Hay gente que camina de prisa, se les ve los pensamientos. Tropiezan unos contra otros. No se miran. Parecen autómatas movidos por resortes clavados en sus frentes. Gente solitaria y huraña que no sonríe nunca. Eso es lo que veo. Gente silenciosa que alguna vez hace el intento de huir de sí mismos, pero se queda estancada a la orilla de un deseo.
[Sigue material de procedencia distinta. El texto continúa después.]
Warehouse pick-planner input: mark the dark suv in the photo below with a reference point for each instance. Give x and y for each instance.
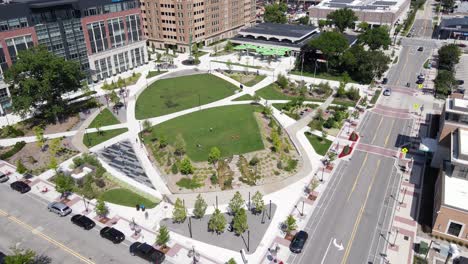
(112, 234)
(298, 242)
(83, 221)
(147, 252)
(20, 186)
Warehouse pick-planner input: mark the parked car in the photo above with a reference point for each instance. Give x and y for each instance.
(4, 177)
(147, 252)
(83, 221)
(20, 186)
(112, 234)
(59, 208)
(387, 92)
(298, 242)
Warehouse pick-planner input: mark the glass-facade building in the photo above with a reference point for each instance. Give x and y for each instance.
(103, 36)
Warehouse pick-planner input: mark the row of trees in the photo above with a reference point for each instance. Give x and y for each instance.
(445, 82)
(218, 222)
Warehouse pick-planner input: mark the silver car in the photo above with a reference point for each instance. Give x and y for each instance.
(4, 177)
(59, 208)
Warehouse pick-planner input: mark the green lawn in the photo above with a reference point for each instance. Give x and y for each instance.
(154, 73)
(245, 97)
(321, 147)
(176, 94)
(271, 93)
(104, 118)
(127, 197)
(92, 139)
(322, 75)
(234, 130)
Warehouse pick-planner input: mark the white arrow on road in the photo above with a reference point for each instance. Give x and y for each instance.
(339, 246)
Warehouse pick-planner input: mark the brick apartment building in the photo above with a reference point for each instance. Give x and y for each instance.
(105, 36)
(171, 23)
(450, 218)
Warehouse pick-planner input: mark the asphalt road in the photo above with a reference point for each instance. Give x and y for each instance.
(352, 219)
(25, 222)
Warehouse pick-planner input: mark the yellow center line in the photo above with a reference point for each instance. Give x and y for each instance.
(357, 178)
(45, 237)
(358, 219)
(389, 133)
(377, 129)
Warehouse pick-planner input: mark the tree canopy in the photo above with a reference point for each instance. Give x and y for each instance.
(342, 19)
(449, 56)
(39, 79)
(376, 38)
(276, 13)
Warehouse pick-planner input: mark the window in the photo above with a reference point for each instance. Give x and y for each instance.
(454, 229)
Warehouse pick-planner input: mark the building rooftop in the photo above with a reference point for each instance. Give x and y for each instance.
(456, 192)
(454, 21)
(362, 5)
(280, 30)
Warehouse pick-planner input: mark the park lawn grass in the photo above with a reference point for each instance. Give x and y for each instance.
(104, 118)
(245, 97)
(320, 146)
(272, 93)
(154, 73)
(234, 131)
(92, 139)
(125, 197)
(176, 94)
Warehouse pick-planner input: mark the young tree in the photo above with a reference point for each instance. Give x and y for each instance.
(217, 222)
(101, 208)
(179, 145)
(38, 80)
(163, 236)
(55, 146)
(215, 155)
(179, 213)
(147, 126)
(236, 203)
(39, 132)
(276, 13)
(342, 18)
(200, 207)
(63, 183)
(240, 222)
(258, 203)
(186, 166)
(290, 224)
(20, 168)
(376, 38)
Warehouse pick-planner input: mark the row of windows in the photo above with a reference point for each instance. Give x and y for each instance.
(110, 8)
(14, 23)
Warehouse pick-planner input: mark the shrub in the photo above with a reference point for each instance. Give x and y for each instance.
(16, 148)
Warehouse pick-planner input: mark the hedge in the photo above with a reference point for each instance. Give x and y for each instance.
(16, 148)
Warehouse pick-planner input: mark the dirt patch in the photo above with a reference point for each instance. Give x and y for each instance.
(37, 160)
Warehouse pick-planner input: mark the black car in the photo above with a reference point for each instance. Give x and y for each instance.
(112, 234)
(20, 186)
(147, 252)
(298, 242)
(83, 221)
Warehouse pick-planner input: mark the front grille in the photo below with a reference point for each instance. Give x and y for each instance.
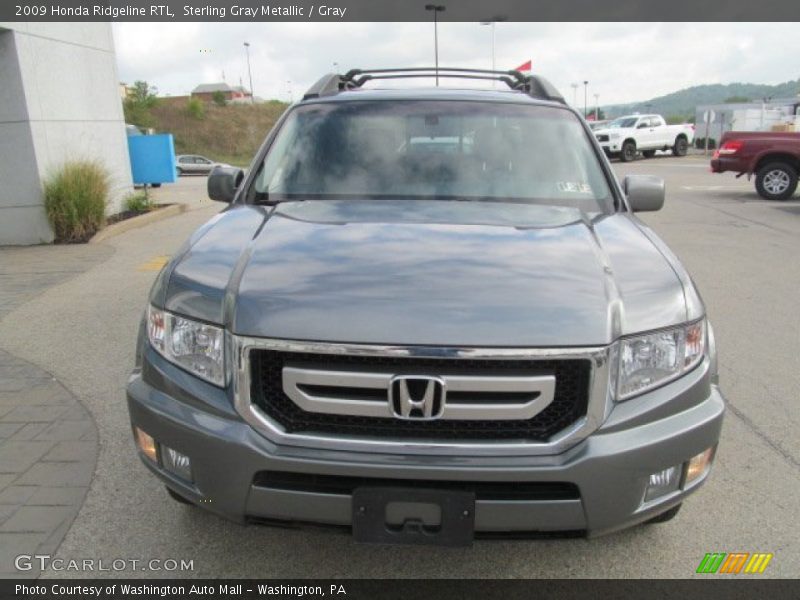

Recuerdo aquélla primera vez, el bing- bang de mis sentidos, la eclosión de las emociones más primarias. El deseo de estar y hacerme un hueco, de pertenecer a la gran marabunta, de presionar con los codos y empujar hacia dentro reclamando el derecho de estar en la jungla como otro cualquiera de la especie. Como si naciese hacia dentro, creo reconocer en la experiencia. Y entonces compruebo el rechazo, la absoluta y tremenda desconfianza que provoco y me inyectan, como si fueran primates de una especie enemiga. Les temo y me huyen. Hay una desconfianza previa y mutua que provocan mi huída. No aprendí a caminar entre ellos. Sentí desgarros y me dolieron mucho.
Eso es lo que vi. Ahora ya sé que nada es igual. En principio fue el impacto y la desesperación, la soledad, la frustración de mis expectativas. Desde la distancia y después de alguna vuelta esporádica comencé a darle humanidad a las estatuas pero sé que nunca viviría allí, porque estaría muriendo sabiendo que allí lo hago a cada momento. No la quiero, pero tampoco ella me quiere a mí. No es odio. Es otra cosa. Es una relación sin parentescos, sin nombre ni argumento. Si tengo que ir voy, a dar una vuelta, a visitae la exposición o a la familia, pero después marcho, rápida y contenta por marchar dejando atrás la ciudad por la que caminaré sin miedo.